Incompris, haï également, nous en avons fait notre terre, notre maison, notre patrie. Nous l’avons adopté, nous l’avons fait notre, et nous avons fini par en faire part intégrante. Nous sommes le sable, nous sommes la tempête, nous sommes la chaleur.
Vous pouvez penser que notre vie est rude, que nous pourrions vivre plus aisément, mais comment accepter de vivre dans la facilité et l’oisiveté quand la rigueur et la discipline font de vous des êtres forts ? Comment accepter de vivre sous la férule de maîtres, de croyances désuètes, quand nous avons payés si cher notre liberté ?

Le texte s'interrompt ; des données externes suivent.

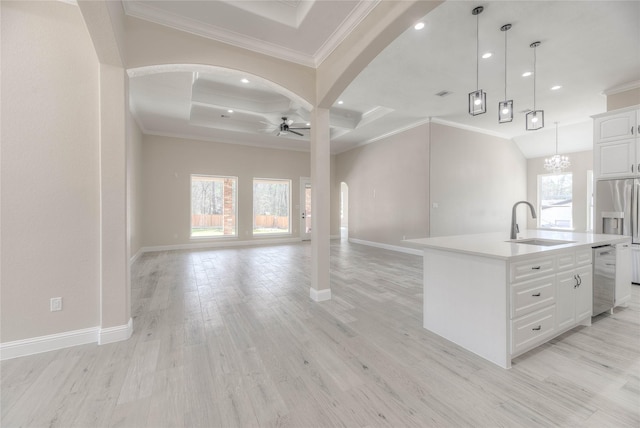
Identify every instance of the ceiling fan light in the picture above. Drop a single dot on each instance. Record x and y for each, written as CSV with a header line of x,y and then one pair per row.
x,y
505,111
535,120
477,102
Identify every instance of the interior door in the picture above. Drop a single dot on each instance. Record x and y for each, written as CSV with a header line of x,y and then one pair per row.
x,y
305,208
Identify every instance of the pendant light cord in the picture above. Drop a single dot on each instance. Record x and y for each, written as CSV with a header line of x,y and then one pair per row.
x,y
477,51
535,48
505,64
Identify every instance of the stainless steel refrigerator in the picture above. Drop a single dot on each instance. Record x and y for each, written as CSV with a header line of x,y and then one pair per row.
x,y
616,212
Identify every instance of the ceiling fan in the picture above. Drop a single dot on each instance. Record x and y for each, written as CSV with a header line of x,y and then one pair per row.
x,y
285,128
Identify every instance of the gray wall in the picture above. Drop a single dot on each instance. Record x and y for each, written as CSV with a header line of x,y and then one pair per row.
x,y
388,187
475,180
50,171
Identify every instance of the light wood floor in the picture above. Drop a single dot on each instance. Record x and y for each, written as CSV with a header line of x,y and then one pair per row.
x,y
230,338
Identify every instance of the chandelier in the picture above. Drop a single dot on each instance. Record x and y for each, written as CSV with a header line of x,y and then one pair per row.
x,y
556,163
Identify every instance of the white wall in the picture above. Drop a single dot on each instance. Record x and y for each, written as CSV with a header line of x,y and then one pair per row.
x,y
475,180
50,182
167,164
581,162
388,187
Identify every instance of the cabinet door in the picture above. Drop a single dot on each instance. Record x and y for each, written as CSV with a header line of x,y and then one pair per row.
x,y
566,299
584,292
615,127
615,159
623,274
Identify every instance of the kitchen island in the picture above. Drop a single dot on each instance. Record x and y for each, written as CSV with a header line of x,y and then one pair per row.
x,y
499,298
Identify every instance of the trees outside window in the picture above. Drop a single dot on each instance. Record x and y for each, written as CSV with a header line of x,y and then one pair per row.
x,y
271,206
555,201
213,206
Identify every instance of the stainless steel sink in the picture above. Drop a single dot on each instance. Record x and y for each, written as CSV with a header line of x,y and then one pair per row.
x,y
540,242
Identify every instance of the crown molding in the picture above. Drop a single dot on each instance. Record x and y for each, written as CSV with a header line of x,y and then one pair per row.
x,y
150,13
356,16
622,88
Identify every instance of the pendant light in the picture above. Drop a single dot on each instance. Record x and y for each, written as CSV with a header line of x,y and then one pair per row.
x,y
556,163
535,118
477,99
505,108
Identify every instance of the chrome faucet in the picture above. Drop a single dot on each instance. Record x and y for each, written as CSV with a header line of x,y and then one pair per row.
x,y
514,225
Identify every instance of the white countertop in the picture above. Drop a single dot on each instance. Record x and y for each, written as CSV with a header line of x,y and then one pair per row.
x,y
498,245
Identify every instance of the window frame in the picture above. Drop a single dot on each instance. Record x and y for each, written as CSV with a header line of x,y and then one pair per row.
x,y
289,183
235,207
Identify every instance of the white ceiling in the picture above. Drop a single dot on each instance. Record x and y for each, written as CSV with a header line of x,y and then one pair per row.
x,y
587,47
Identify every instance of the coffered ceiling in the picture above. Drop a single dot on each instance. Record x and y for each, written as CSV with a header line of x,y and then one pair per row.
x,y
587,47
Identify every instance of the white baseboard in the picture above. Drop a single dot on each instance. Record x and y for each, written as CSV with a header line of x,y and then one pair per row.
x,y
52,342
390,247
115,334
320,295
219,244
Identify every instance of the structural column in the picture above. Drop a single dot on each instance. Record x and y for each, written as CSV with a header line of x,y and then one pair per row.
x,y
115,306
321,203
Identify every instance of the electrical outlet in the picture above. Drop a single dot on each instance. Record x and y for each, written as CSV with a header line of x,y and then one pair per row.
x,y
56,304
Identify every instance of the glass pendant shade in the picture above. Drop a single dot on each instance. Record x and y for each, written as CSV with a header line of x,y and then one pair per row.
x,y
477,98
556,163
535,120
477,102
505,111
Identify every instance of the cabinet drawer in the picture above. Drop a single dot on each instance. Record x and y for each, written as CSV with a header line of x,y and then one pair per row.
x,y
583,257
529,269
532,329
527,297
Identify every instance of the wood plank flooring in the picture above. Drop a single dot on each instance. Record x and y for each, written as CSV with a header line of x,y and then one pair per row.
x,y
230,338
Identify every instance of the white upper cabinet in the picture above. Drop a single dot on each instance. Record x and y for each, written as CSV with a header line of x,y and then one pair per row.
x,y
616,127
616,149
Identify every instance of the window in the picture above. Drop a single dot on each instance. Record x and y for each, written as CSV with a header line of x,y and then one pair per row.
x,y
213,206
271,206
555,201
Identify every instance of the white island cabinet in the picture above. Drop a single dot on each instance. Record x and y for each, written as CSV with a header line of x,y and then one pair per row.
x,y
499,298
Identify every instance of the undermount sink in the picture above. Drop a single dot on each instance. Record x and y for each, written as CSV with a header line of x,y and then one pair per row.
x,y
540,242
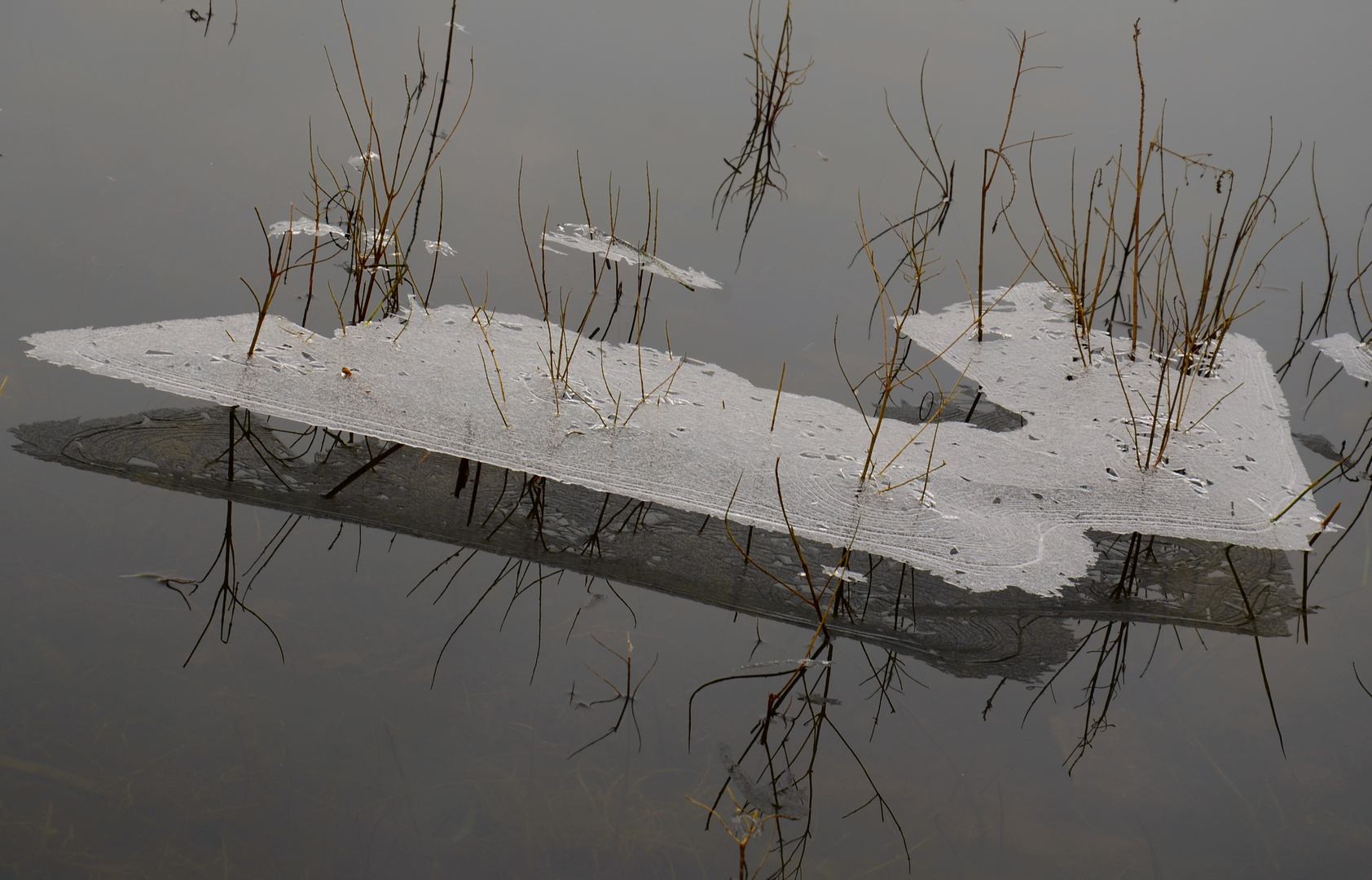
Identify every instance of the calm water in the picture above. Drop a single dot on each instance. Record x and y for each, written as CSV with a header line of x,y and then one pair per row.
x,y
134,147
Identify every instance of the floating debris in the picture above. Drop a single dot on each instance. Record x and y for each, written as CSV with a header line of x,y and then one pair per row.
x,y
994,509
1348,350
579,236
304,227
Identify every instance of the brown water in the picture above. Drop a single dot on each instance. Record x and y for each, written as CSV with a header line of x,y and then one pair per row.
x,y
134,146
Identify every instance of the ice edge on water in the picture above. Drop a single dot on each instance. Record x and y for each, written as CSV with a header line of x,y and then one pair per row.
x,y
1006,509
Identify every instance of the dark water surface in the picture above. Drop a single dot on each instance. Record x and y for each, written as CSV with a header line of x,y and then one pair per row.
x,y
134,147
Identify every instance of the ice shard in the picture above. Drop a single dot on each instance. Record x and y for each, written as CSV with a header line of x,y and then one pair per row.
x,y
1000,509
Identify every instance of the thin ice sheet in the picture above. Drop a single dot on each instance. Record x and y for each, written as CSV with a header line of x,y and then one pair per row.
x,y
1006,508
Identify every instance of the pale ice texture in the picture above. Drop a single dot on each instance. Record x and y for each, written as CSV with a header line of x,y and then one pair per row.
x,y
360,162
1006,508
304,227
579,236
1350,353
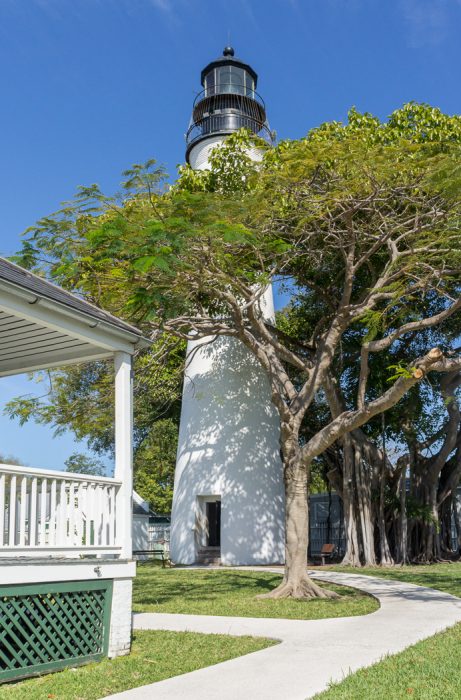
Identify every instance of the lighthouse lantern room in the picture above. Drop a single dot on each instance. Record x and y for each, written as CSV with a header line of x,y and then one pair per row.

Il n’y a dans le désert aucune pitié pour la faiblesse. Il n’y a dans le désert nul pitié à espérer. La vie y est une lutte permanente, et ceux qui refusent de lutter se font emporter.
Rappelez-vous toujours que c’est la faiblesse d’Ariel, son refus de combattre, qui a détruit ce magnifique monde dans lequel nous vivions. Rappelez-vous toujours que seul Azphel et sa force aura empêché une catastrophe encore plus importante d’arriver.
Les Elyséens sont faibles, et pour cela ils méritent la destruction. Les Asmodéens seuls seront à même de combattre les Balaurs quand le moment sera venu. Les Asmodéens seuls seront à même de vaincre face aux futurs périls d’Atréia.
Et il n’y a qu’une seule solution : c’est de détruire la Tour de la Lumière afin que les forces d’Asmodae ne soient plus affaiblies par d’inutiles escarmouches. Je lutterai jusqu’au bout afin de protéger mon peuple, de le mener jusqu’à la bataille finale et à la victoire. Tous les moyens seront utilisés, nous ne faiblirons pas.
Malgré que, ô cruel aléa du Destin, ô cruel tour qu’Aion lui-même m’a joué :
Je m’appelle Enkimy Sumerii, et mes ailes sont blanches.